A newly released transcript of Baker’s October, 2018 testimony reveals the former top bureau lawyer said messages between the two lovers “worried” him and that he was concerned whether some decisions in the Clinton email investigation may have been “driven by political bias.”
Strzok–as CNSNews points out–was the lead counterintelligence investigator in both the Clinton email investigation and the Trump-Russia investigation and Page was an FBI attorney assigned to work with Deputy FBI Director Andrew McCabe. The two lovers exchanged thousands of text messages which included pro-Clinton, anti-Trump rhetoric.
Baker told Congress, “So I only read like a couple [Strzok/Page text messages], literally a couple. But that was enough for me to hear, that it freaked me out. And I was worried and I thought we need to get on top of this quickly.”
In the testimony, a Republican staffer asked Baker, “[I]t’s my understanding you played a very unique role early on with requesting that an inspection be done of the Midyear [Clinton email investigation] case once these texts became known.”
So, yes, when I heard about these texts, I only read a few of them. They were described to me. And I immediately became quite alarmed. And so my thinking was, well, from a — from the — okay.
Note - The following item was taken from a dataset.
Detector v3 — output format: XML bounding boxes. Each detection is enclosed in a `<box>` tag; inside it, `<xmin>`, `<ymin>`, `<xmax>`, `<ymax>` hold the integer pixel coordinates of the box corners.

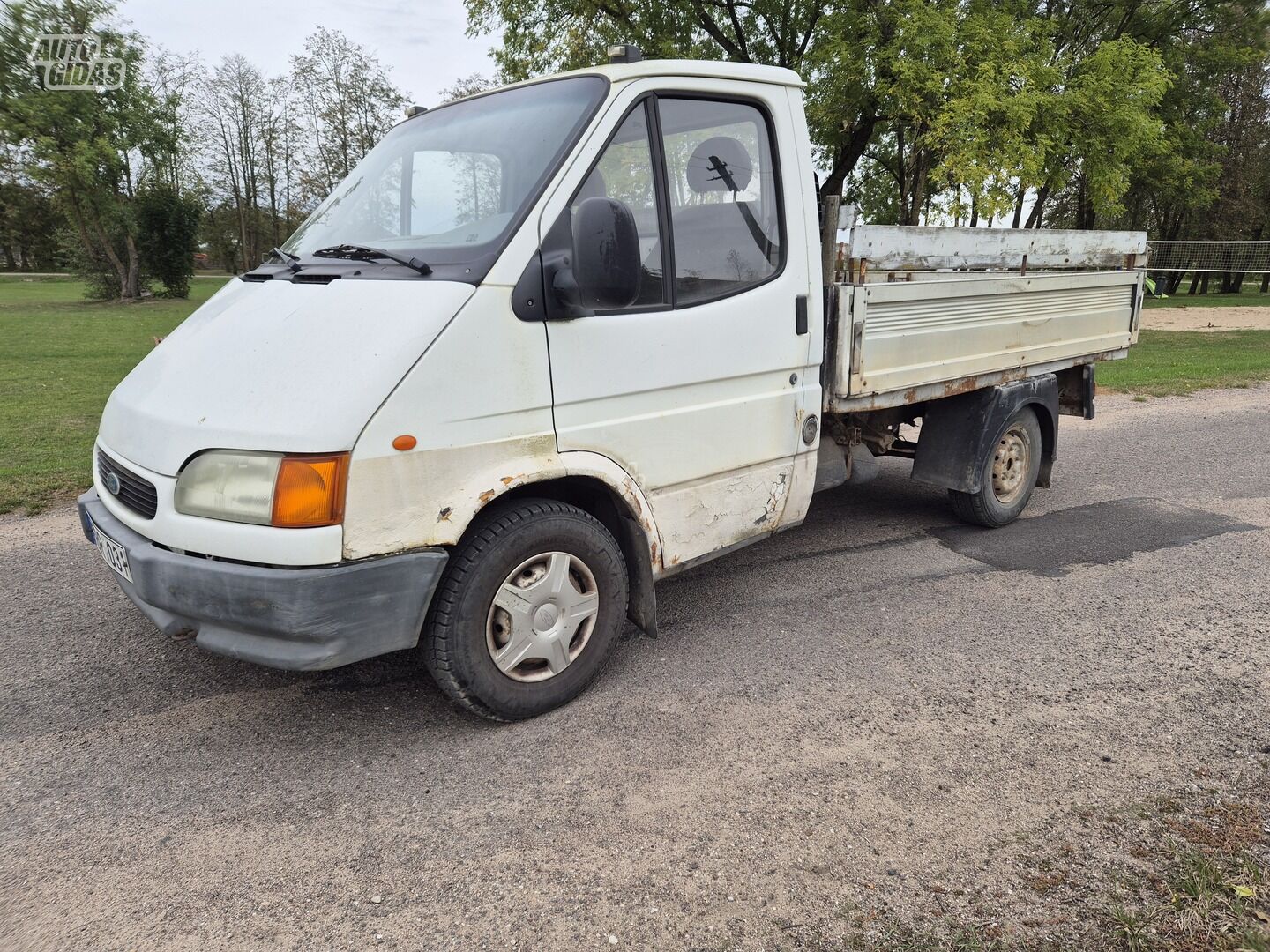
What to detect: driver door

I don’t know what — I know that — I knew that the inspector general was looking at them. I knew that they would address them. And so I knew that there was a process in place.
So what I was concerned about is whether — whether any decisions had been taken — or not taken — in the Midyear case that were driven by political bias of any sort. I was quite worried about that. And I wanted to make sure that we as an institution, the Bureau as an institution, got on top that extremely quickly.
And so I suggested to the leadership that we put together some type of team — I didn’t exactly know how to do that, but I consulted with other folks — to basically do a review of the case and have an independent group of people come in and look at and assess whether any decisions were made that looked unusual, that looked like they were driven by bias, decisions made, actions taken, or things not done.
That’s what I was also worried about, the omissions, right? So we talked about that, and there was an agreement to do that, and eventually it was set up and it was done.
At the outset I was also quite worried, knowing full well that the inspector general’s office was doing an investigation, that I didn’t want to mess up anything that they were doing. And so we worked in coordination with the inspector general. I actually spoke to him and made sure that he knew what we were doing — and his staff — knew what we were doing, why we wanted to do it, to make sure that it was okay with him. And he approved it, his office approved it.
So we went forward with this review, sort of done quietly off to the side. But from my perspective it was incumbent upon us as good managers to actually be good managers and to do this.